SURVIVAL GEAR AS CONTRABAND
There's a Catch 22 problem brewing up in Alaska around bush pilots carrying guns and Canada's new law banning firearms. A 1949 state law in Alaska requires planes flying 15 or fewer passengers to carry survival gear, which includes a weapon and ammunition. But under new gun regulations in Canada, every person entering the country with a weapon must first register it and pay a fee. That means fully equipped Alaska pilots traversing the international border would be breaking Canadian law unless they divert to a customs office first. The Alaska Legislature is looking at removing the requirement to carry a weapon. And Canadian officials appear to be still working out how the law applies to Alaskan pilots.
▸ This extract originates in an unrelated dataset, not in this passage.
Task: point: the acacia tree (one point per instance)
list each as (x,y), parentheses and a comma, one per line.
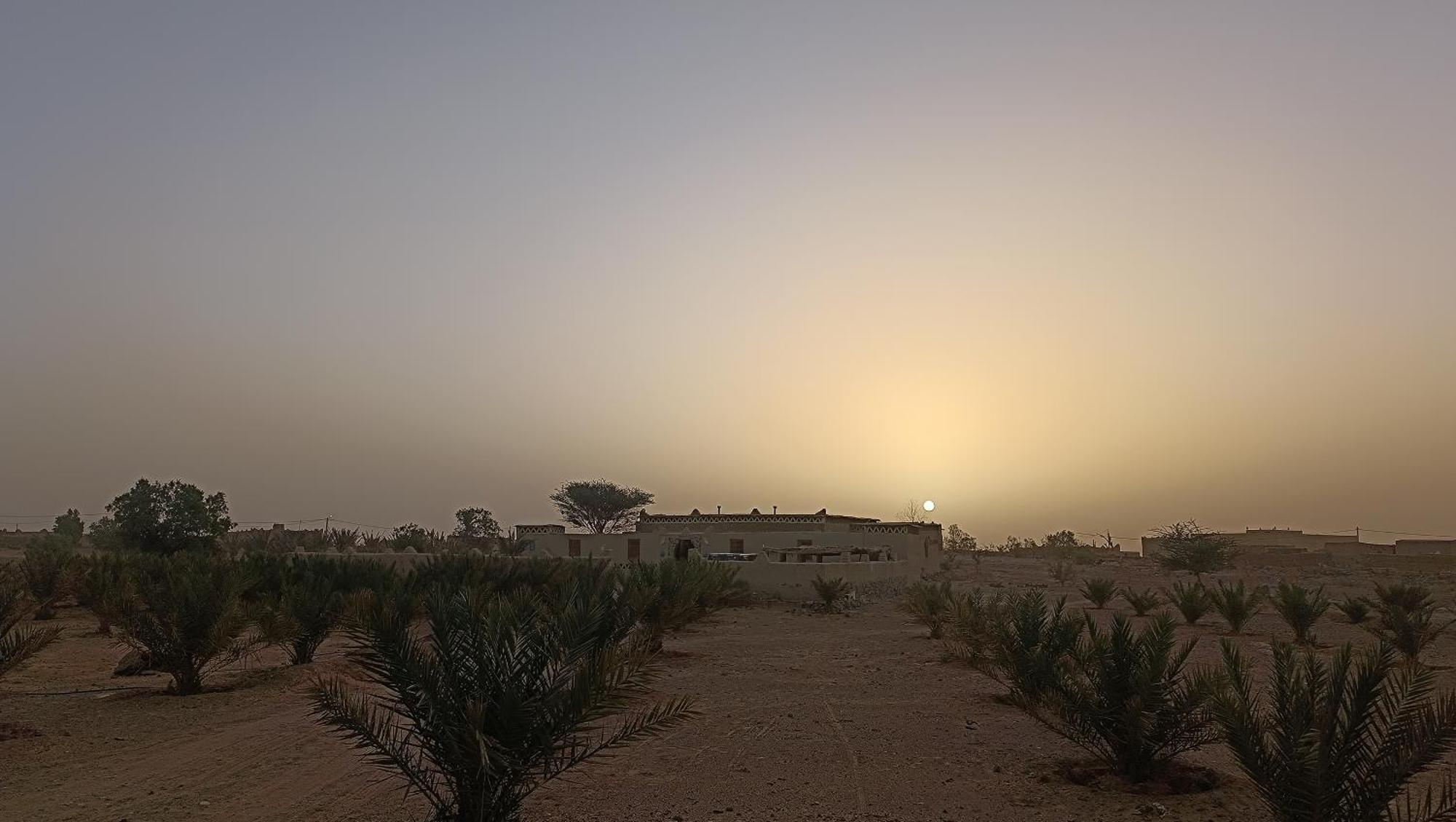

MAINE SECURES GIANT EASEMENT
More than 760,000 acres of forest land in Maine will not be developed into subdivisions or anything else thanks to a deal made between the landowners and the New England Forestry Foundation. That's the largest conservation easement in America and bigger than the state of Rhode Island. Pingree Associates, owners of the land, agreed to take $28 million from the foundation not to sell the land to developers. The property, in northern and western Maine, covers 2,000 miles of shore frontage along major rivers and streams, more than 100 lakes, 24,800 acres of deer yards and 72,000 acres of wetland habitat. It took three years to negotiate the deal and another two to raise the money to buy the easement.
KICKING OUT THE KLAN
The Ku Klux Klan was dropped from Missouri's Adopt-A-Highway program in April because it failed to bag any trash along the highway it sponsored. The white supremacist group won the right to participate in the litter pickup program from the U.S. Supreme Court after a six-year battle. But it failed to fulfill its obligation and was sent a letter-similar to those the state sent to hundreds of no-show litter patrols-stating it would be dropped if it didn't agree to pick up trash at least four times a year. Last year, the same stretch of highway was named for civil rights hero Rosa Parks.
KEEPING KEGS FROM KIDS
In a move to crack down on alcohol sales to minors, the Georgia General Assembly recently passed a bill to require purchasers of kegs to present state identification and to sign an affidavit listing the location where the beer is to be consumed and acknowledging that it is illegal to furnish alcohol to minors. The seller is required to record the name, address and date of birth of the buyer. "There are over 22 organizations that have requested we pass this legislation to remind people who buy kegs of beer that they are responsible for keeping track of how that beer is consumed," said Representative Nan Grogan Orrock. The bill awaits the governor's signature.
YOU'VE GOT TO BE KIDDING
Frivolous lawsuits are taxing already overstretched court resources and delaying legitimate claims, according to the American Tort Reform Association. To prove its case, the association named a few recently filed lawsuits you won't believe. There's the Tennessee woman who sued McDonald's after a hot pickle fell from her burger and burned her chin. Her husband claims he "has been deprived of the services and consortium of his wife." A Texas prisoner sued Penthouse magazine because he was "very mentally hurt and angered" when a pictorial of Paula Jones was not revealing enough. And a man serving time for armed robbery of a Taco Bell is seeking recognition as the messiah, a presidential pardon and freedom to come and go as he pleases from the Michigan prison that's been his home for the past 20 years. He claims that as god, he owns everything on earth, so couldn't be guilty of robbery.